Slaughter points out that she has no personal experience of Middle Eastern culture – attending EAIFL will be her first time in this part of the world. Though she concedes it would be difficult not to talk about violence, because it is such an intrinsic part of her work. ‘But there’s a way to talk about that kind of fiction without being graphic,’ she says. ‘When you think about all good stories that endure, whether it’s Beowulf or Hamlet, they’re stories about how violence changes communities. My stories aren’t about violence – they’re about what happens to the characters because of violence. And I think I write about it in a responsible way.’
It could be suggested that Slaughter ruffles feathers precisely because she is subverting the crime/thriller genre, and very successfully, too. In an arena where male writers dominate, and where female characters stereotypically either need saving or are villains themselves, Slaughter has turned things on their head. ‘It’s very empowering to me,’ she admits. ‘In my books, more often than not women are going to save the day. There’s never going to be a point where any of my female leads needs a man to bail her out. She’s going to bail herself out.’
That EAIFL has been conceived on the premise that ‘literacy is the key to knowledge’ is a big draw for Slaughter. She references the Middle East’s long-held tradition of storytelling – her knowledge gleaned, she confesses, from The History Channel – as a shining example of how reading moves cultures forward. ‘Reading isn’t something we genetically need to do,’ she muses. ‘We don’t need it for survival. It’s something we do purely to educate and bring joy, and that helps our minds develop. If you look at societies that aren’t thriving,there’s not much reading going on. Reading is a gift we give to ourselves. I love the idea of an event that celebrates that gift.’

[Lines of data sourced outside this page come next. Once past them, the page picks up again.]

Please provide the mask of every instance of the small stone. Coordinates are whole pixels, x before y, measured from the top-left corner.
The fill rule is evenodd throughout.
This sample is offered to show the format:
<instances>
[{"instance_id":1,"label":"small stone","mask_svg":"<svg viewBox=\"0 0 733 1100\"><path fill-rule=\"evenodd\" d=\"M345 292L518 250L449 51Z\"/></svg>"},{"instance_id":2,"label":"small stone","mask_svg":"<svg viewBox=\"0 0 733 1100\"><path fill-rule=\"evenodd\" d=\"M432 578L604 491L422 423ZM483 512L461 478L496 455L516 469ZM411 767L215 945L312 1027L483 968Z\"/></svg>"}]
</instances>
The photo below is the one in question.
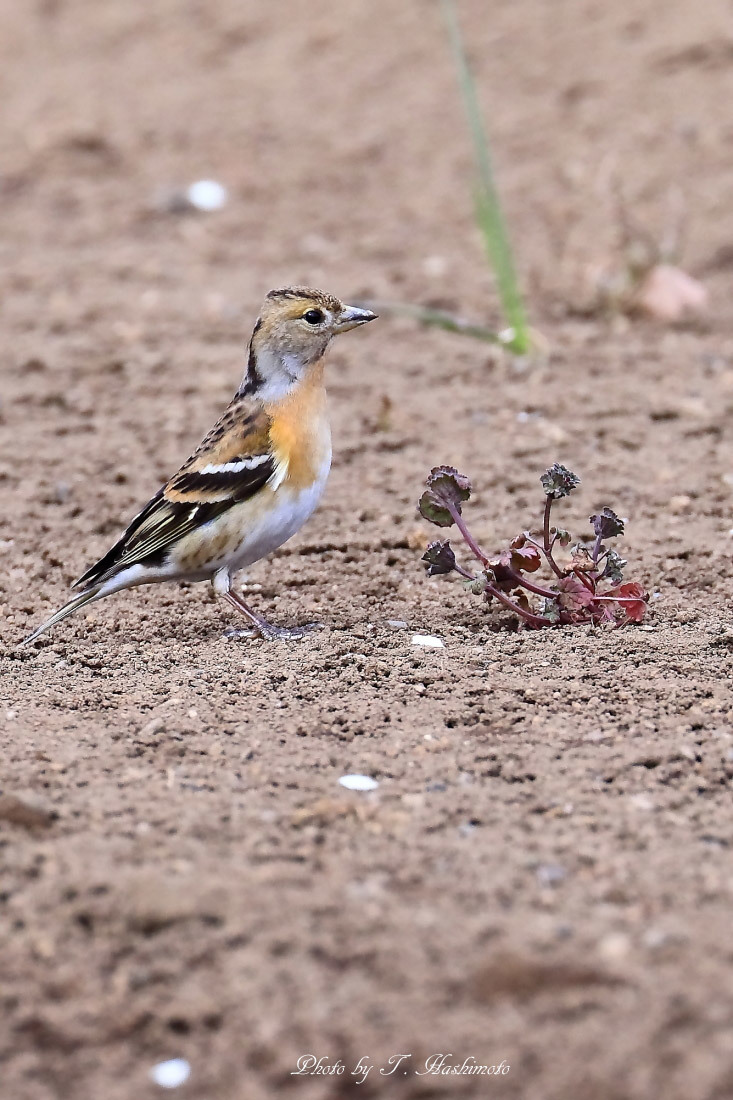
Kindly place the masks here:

Not all of Slaughter’s motives are quite so noble, though. At EAIFL, she has another chance to meet her heroine, legendary writer and activist Margaret Atwood. Slaughter was supposed to appear on a TV show with Atwood in London some years ago, but it fell through. How will a self-perceived candy cane penguin handle meeting such an intimidating intellect? ‘I suppose it’ll feel the same way as when I met Bill Clinton. He’s met so many people and they’ve all felt nervous around him, so I just decided to be really cool and I was able to pull it off. So hopefully I’ll be able to do my Clinton cool.’
Meeting Atwood and attending EAIFL are high points in what is turning out to be a surprisingly broad career. Not content with subverting a genre, Slaughter now hopes to transcend it, with her next project, graphic novel The Recidivists, due for completion next month. Set in a dystopian future, it’s a brave move considering her last foray outside of crime/thriller, novella Martin Misunderstood, was widely panned. But there’s a steely determination and ambition in Slaughter that hasn’t let her down yet. ‘People don’t like it when you do different stuff,’ she agrees. ‘But that’s certainly not going to stop me.’